PSIQUE W

He perdido mi caballo. Después de matar a un soldado enemigo hundiendo mi lanza en su pecho, caí de mi montura y la perdí. El golpe ha sido fuerte, pero no es nada que una sármata como yo no pueda soportar.

Palpo mi muslo derecho buscando mi preciada espada. Esto es una guerra y hay que seguir matando. Con ella en la mano recorro el campo de batalla matando a estos hombres extraños que han invadido mi tierra. Hundo su filo en sus vientres y sus cuellos, cuando no hiero sus brazos y piernas buscando debilitarlos.

Las escamas metálicas de mi armadura están manchadas de sangre enemiga, al igual que mi espada, y mi cara cubierta de sudor, sangre y tierra.

Me cruzo con un soldado que me mira con lascivia y me dice algo en un idioma horrendo que no comprendo. No puedo perder el tiempo con él.

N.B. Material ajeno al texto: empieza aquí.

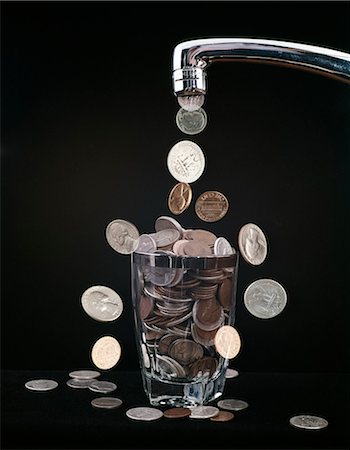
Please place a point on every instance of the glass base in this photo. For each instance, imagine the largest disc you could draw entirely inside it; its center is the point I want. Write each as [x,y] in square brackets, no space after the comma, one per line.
[169,393]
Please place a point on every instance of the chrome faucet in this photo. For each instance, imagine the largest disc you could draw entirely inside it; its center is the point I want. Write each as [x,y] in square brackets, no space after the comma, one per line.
[191,59]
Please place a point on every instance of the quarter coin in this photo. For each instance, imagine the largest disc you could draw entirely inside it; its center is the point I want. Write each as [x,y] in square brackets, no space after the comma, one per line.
[144,414]
[232,404]
[227,342]
[122,236]
[191,122]
[308,422]
[265,298]
[180,198]
[211,206]
[252,244]
[106,402]
[204,412]
[41,385]
[186,161]
[106,352]
[102,303]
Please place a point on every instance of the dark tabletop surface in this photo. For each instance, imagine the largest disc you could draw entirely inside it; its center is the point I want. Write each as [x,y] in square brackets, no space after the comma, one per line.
[64,418]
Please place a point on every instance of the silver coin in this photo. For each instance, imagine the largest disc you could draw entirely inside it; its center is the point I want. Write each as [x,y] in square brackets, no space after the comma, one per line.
[84,374]
[186,161]
[191,122]
[252,244]
[102,303]
[203,412]
[222,247]
[106,402]
[77,383]
[308,422]
[265,298]
[191,102]
[104,387]
[232,404]
[144,414]
[122,236]
[146,244]
[41,385]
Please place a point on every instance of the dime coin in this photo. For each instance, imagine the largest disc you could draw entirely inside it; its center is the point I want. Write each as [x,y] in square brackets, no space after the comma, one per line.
[106,352]
[227,342]
[106,402]
[222,247]
[211,206]
[104,387]
[191,102]
[191,122]
[186,161]
[204,412]
[84,374]
[180,198]
[265,298]
[177,413]
[144,413]
[231,373]
[223,416]
[308,422]
[122,236]
[232,404]
[77,383]
[41,385]
[102,303]
[252,244]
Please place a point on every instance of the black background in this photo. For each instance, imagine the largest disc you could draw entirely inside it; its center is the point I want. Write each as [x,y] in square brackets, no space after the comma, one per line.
[88,117]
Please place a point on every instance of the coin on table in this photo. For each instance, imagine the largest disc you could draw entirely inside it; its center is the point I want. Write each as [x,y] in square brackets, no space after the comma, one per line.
[186,161]
[41,385]
[211,206]
[102,303]
[265,298]
[177,413]
[122,236]
[191,122]
[252,244]
[106,352]
[308,422]
[232,404]
[223,416]
[84,374]
[180,198]
[227,342]
[106,402]
[204,412]
[145,414]
[104,387]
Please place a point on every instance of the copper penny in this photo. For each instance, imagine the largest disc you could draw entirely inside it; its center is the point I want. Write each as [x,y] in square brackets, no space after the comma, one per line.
[176,413]
[211,206]
[223,416]
[180,198]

Le clavo el filo de mi espada en su estómago y cae inerte al suelo.

Algo me golpea en la cabeza y me deja aturdida. Me doy la vuelta y recibo una bofetada. Otro soldado enemigo, que estaba tras de mí, se muestra enfurecido por la muerte de su amigo al que yo acabo de matar. Le devuelvo el golpe y él me da un puñetazo en la cara que me hace caer de espaldas al suelo. Entonces se agacha y me corta el cuello con rabia.

La sangre comienza a brotar, y esta vez no es la del adversario sino la mía la que cubre mi armadura. La vida se me escapa poco a poco. Lo noto. Lentamente el latido de mi corazón se apaga y mis ojos se nublan.